ORPHA:48377Classification level: Disorder
- Pustulosis subcornealis
- Sneddon-Wilkinson disease
- Subcorneal pustular dermatitis
- Prevalence: Unknown
- Inheritance: Not applicable
- Age of onset: Adult
- ICD-10: L13.1
- OMIM: -
- UMLS: C0600336
- MeSH: -
- GARD: -
- MedDRA: 10042342
Approximately 200 cases have been reported worldwide. The disease occurs more frequently in adults (40-60 years of age with a male to female ratio of 4:1).

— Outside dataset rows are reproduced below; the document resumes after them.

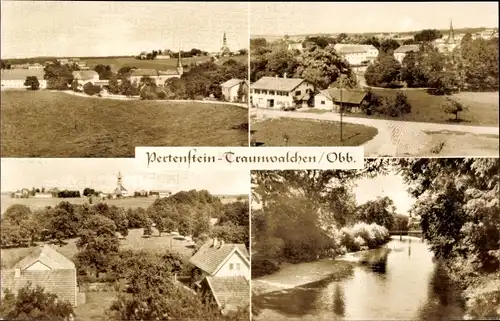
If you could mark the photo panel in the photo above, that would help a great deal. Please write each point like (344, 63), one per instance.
(114, 242)
(406, 79)
(129, 74)
(401, 239)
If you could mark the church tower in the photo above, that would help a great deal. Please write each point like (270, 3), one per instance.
(451, 35)
(180, 69)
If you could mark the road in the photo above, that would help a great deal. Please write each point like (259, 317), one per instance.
(394, 138)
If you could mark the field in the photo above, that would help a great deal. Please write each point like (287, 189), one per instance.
(54, 124)
(159, 64)
(271, 132)
(132, 202)
(483, 107)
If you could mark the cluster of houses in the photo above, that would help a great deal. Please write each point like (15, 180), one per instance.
(224, 274)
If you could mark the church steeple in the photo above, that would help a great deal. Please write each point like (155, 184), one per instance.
(451, 34)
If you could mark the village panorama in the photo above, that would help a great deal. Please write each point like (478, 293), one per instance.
(160, 247)
(172, 86)
(431, 91)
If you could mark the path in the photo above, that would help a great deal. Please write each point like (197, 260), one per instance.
(394, 138)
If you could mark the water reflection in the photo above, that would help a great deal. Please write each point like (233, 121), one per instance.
(399, 281)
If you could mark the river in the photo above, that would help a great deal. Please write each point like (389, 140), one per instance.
(400, 281)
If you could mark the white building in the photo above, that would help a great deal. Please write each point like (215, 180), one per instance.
(274, 92)
(15, 78)
(231, 88)
(402, 51)
(357, 54)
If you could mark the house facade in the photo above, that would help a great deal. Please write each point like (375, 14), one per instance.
(15, 78)
(231, 88)
(274, 92)
(331, 99)
(45, 267)
(402, 51)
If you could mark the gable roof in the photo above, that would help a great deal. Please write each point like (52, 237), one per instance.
(60, 282)
(232, 82)
(85, 74)
(210, 259)
(21, 74)
(275, 83)
(407, 48)
(229, 292)
(47, 256)
(348, 96)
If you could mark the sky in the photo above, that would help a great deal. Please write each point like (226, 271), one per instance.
(74, 28)
(101, 174)
(391, 185)
(268, 18)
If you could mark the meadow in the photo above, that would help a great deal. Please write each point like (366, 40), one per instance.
(55, 124)
(299, 131)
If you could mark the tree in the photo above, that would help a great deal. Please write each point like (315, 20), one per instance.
(33, 303)
(32, 82)
(454, 107)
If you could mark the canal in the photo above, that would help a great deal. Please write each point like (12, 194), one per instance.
(400, 281)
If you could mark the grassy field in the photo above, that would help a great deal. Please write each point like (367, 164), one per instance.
(271, 132)
(483, 107)
(52, 124)
(132, 202)
(159, 64)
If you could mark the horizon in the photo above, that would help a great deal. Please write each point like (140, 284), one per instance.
(379, 17)
(101, 175)
(83, 29)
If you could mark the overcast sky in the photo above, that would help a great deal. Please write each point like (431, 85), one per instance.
(101, 174)
(291, 18)
(390, 185)
(71, 28)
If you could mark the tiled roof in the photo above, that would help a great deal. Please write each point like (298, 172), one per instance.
(407, 48)
(274, 83)
(85, 74)
(348, 96)
(60, 282)
(232, 82)
(21, 74)
(210, 258)
(229, 292)
(47, 256)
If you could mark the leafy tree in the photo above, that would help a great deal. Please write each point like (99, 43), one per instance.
(33, 303)
(454, 107)
(32, 82)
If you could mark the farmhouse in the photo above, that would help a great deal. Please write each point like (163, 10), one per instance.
(270, 92)
(402, 51)
(15, 78)
(45, 267)
(357, 54)
(218, 259)
(331, 98)
(229, 293)
(232, 87)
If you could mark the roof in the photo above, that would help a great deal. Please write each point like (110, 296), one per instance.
(60, 282)
(47, 256)
(229, 292)
(275, 83)
(407, 48)
(210, 259)
(85, 74)
(348, 96)
(232, 82)
(21, 74)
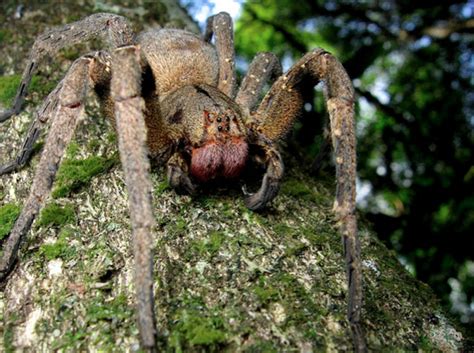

Superficial flaccid grouped pustular lesions, which spread in an annular or gyrate pattern, arise within a few hours and resolve over a few days. Pruritus and irritation occur occasionally. The lesions characteristically evolve to fine scales with crusting and, in rare cases, mild hyperpigmentation. The disease may be associated with IgA monoclonal gammopathy, multiple myeloma or pyoderma gangrenosum. Less frequently associated conditions include rheumatoid arthritis, lupus erythematosus, hyperthyroidism and hypothyroidism, polycythemia rubra vera, SAPHO syndrome (see these terms).
The etiology remains unknown.
Diagnosis is confirmed by skin biopsy demonstrating a sterile subcorneal pustule filled with neutrophils, an absence of acantholysis, and negative results from immunofluorescence studies.
Differential diagnosis includes the subcorneal-type of IgA pemphigus, pemphigus foliaceus, dermatitis herpetiformis, pustular psoriasis, generalized pustulosis, generalized exanthematous pustulosis and bacterial impetigo (see these terms).
Management and treatment
Management aims at preventing the complications. A dramatic response to dapsone has been reported but not all patients respond to this drug. Other possible treatments include sulfapyridine, oral corticosteroids, retinoids, colchicines and phototherapy.